12 thoughts on “Activist Academia”

  1. There was an excellent book on this topic by a guy out of Stanford, but I can’t recall his name or the book’s name. He showed many deficiencies in the review process in both the soft and hard sciences. He postulated that most research in soft-science was not repeatable, and a large minority in the hard sciences was also not repeatable.

    Because of the broken peer review process, “science” is now on the same level as voodoo in my mind.

      1. Hmm, I can’t tell if clever or mistake.
        It’s the nature of simulations. Only the initial conditions and algorithmic assumptions can tell for sure.

  2. Peer review is a process. Processes tend to be the fossilized remains of the practices of the original-generation-actors who knew what they were trying to do. Processes are also completely unable to substitute for a brain: They’re dead. Mechanical. You’ve had the feeling before, speaking on the phone with tech support, that you’re interacting with a slow, poorly written computer program, written in a 3-ring binder, with a person as a terminal who must, on pain of being fired, not let on that he can pass a Turing test.

    Science was originally about understanding the world. What can we find out about nature? How do things work? How do we know? What can we do with it? The original-generation scientists all wrote extensive letters to each other about what they were up to, because everyone wrote extensive letters to each other about what they were up to. And it’s nice talking to people who might appreciate what you’re doing. Then came clubs and societies, then came journals,

    and a few generations down the line came academic careerism, publish-or-perish, and a whole pile of utter corruption of the original *point* of the exercise. The peer review process can’t enforce accuracy, or honesty, or prevent the system from being gamed anymore than a law can prevent crooks from stealing your laptop and setting your house on fire. Peer review can’t *make* people care about understanding.

    The only way to have good science is to have good scientists: People who genuinely care about understanding the world. Some nights and weekends I try to manage that, though I seldom have anything interesting to report. The rest of the time, I’m trying to hang onto my job, which requires turning the crank on an absurd bureaucracy and increasing the entropy of the hard drives at academic journal servers.

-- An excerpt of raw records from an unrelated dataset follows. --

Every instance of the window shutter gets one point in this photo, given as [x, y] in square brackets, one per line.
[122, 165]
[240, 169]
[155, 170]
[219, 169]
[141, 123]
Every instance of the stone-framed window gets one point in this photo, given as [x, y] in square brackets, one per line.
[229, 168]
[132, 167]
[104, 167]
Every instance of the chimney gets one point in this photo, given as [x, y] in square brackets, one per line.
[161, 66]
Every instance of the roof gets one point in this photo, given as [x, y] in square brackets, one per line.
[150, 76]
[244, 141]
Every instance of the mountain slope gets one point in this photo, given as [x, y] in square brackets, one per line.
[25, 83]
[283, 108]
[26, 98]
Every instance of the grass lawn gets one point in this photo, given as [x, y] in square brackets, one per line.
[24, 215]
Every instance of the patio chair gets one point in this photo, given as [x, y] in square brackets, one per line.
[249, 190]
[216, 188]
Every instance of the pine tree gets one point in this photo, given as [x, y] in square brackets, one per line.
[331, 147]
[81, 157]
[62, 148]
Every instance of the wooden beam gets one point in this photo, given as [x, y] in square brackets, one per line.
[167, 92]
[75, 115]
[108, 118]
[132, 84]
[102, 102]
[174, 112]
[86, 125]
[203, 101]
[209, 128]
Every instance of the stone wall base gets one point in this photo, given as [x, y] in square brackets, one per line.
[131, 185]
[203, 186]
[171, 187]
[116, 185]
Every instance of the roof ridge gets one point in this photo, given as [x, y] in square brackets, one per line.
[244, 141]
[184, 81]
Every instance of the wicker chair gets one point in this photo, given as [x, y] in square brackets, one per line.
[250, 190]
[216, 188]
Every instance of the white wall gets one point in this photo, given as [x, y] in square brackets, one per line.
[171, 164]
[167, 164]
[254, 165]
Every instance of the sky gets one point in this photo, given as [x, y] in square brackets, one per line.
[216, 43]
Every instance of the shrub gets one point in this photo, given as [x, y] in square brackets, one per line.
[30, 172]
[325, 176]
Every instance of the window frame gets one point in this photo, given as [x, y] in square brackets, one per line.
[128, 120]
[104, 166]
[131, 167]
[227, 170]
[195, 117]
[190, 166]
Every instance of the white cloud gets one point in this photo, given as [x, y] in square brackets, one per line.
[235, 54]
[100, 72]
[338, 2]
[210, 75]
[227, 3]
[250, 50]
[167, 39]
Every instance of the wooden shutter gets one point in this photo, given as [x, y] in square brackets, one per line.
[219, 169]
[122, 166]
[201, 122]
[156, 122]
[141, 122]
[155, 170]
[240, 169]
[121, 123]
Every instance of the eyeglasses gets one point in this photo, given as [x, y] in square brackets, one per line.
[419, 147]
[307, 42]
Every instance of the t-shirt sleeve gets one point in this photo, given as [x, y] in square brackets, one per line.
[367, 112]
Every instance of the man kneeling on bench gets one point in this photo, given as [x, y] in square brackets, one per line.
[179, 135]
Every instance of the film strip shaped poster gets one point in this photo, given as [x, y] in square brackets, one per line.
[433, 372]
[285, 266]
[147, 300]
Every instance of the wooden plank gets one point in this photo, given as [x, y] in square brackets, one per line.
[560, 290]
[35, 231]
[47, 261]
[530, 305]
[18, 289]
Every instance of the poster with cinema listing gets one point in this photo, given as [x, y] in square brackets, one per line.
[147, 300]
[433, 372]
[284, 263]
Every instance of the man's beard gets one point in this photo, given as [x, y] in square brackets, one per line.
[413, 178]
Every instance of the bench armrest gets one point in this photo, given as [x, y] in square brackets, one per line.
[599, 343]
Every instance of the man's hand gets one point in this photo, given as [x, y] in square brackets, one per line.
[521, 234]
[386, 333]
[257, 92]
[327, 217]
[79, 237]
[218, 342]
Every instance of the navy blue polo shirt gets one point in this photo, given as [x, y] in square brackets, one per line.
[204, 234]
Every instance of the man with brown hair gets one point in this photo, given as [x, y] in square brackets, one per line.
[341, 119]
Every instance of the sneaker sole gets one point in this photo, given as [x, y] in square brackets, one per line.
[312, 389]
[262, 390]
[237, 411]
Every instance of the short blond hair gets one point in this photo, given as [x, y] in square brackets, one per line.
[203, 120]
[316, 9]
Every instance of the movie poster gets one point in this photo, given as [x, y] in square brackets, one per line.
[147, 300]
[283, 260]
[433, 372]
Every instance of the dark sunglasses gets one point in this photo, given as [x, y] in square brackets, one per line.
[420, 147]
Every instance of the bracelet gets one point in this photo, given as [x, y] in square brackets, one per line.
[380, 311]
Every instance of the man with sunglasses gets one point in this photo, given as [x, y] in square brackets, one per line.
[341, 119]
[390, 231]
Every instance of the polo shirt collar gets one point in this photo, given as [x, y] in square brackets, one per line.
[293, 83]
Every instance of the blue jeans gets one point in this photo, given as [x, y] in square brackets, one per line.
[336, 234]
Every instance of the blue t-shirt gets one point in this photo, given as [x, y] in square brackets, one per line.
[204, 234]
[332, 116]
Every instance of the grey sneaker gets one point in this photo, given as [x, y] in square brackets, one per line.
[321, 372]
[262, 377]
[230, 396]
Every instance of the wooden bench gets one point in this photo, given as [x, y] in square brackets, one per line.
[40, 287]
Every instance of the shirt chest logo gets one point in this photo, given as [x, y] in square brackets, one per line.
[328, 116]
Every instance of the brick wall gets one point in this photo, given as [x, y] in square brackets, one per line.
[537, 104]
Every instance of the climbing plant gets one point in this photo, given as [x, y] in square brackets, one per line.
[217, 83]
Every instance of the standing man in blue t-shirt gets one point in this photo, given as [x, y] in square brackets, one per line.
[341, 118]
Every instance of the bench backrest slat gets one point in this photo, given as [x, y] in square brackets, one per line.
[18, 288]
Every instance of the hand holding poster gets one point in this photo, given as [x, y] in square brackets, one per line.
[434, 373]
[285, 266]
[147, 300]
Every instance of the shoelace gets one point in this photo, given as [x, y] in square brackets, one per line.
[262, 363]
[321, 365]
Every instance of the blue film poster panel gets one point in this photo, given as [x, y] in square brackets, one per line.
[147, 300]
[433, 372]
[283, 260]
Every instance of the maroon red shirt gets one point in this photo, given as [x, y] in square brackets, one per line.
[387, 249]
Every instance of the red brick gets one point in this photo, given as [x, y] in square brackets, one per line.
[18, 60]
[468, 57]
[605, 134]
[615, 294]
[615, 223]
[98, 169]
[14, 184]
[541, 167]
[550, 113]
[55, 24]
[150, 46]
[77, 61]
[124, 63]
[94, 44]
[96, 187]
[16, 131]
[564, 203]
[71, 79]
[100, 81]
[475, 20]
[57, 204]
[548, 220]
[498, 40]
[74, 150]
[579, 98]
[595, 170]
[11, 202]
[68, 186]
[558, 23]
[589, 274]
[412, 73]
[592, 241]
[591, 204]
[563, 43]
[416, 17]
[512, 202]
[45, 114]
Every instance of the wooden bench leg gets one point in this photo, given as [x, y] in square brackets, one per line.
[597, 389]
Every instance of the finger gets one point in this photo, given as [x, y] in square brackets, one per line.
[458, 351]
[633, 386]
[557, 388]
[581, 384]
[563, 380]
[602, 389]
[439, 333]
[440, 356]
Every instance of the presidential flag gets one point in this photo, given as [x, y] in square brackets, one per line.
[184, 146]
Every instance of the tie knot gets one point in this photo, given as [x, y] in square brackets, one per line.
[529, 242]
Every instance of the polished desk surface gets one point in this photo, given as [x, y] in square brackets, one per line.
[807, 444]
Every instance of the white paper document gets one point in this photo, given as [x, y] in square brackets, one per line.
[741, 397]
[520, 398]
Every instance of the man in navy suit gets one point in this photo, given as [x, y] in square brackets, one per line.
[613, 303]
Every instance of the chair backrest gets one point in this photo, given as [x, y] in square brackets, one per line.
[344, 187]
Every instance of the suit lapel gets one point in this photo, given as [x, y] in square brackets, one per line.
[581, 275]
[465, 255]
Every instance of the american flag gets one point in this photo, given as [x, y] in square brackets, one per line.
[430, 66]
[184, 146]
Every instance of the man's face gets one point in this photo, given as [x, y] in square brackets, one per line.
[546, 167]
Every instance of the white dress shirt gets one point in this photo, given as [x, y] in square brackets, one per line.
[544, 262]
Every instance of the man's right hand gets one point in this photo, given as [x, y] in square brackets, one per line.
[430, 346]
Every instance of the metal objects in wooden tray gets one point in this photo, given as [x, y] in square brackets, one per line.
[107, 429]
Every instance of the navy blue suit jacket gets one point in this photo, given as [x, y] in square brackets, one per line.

    1. Then there were the days of the Natural Philosophers, which was largely an unpaid career, unless you could convince the church that aligning natural discoveries or mathematics with the teachings of the Epistles was important. Until then, you got by on your uncle’s (or aunt’s) farm. Writing papers between planting and harvests or sheering the sheep or milking the cows and feeding the pigs. Trying to stay focused on the chores that fed you and not get too distracted. And not staying up too late writing letters and always arguing for more lamp wick, ink and paper.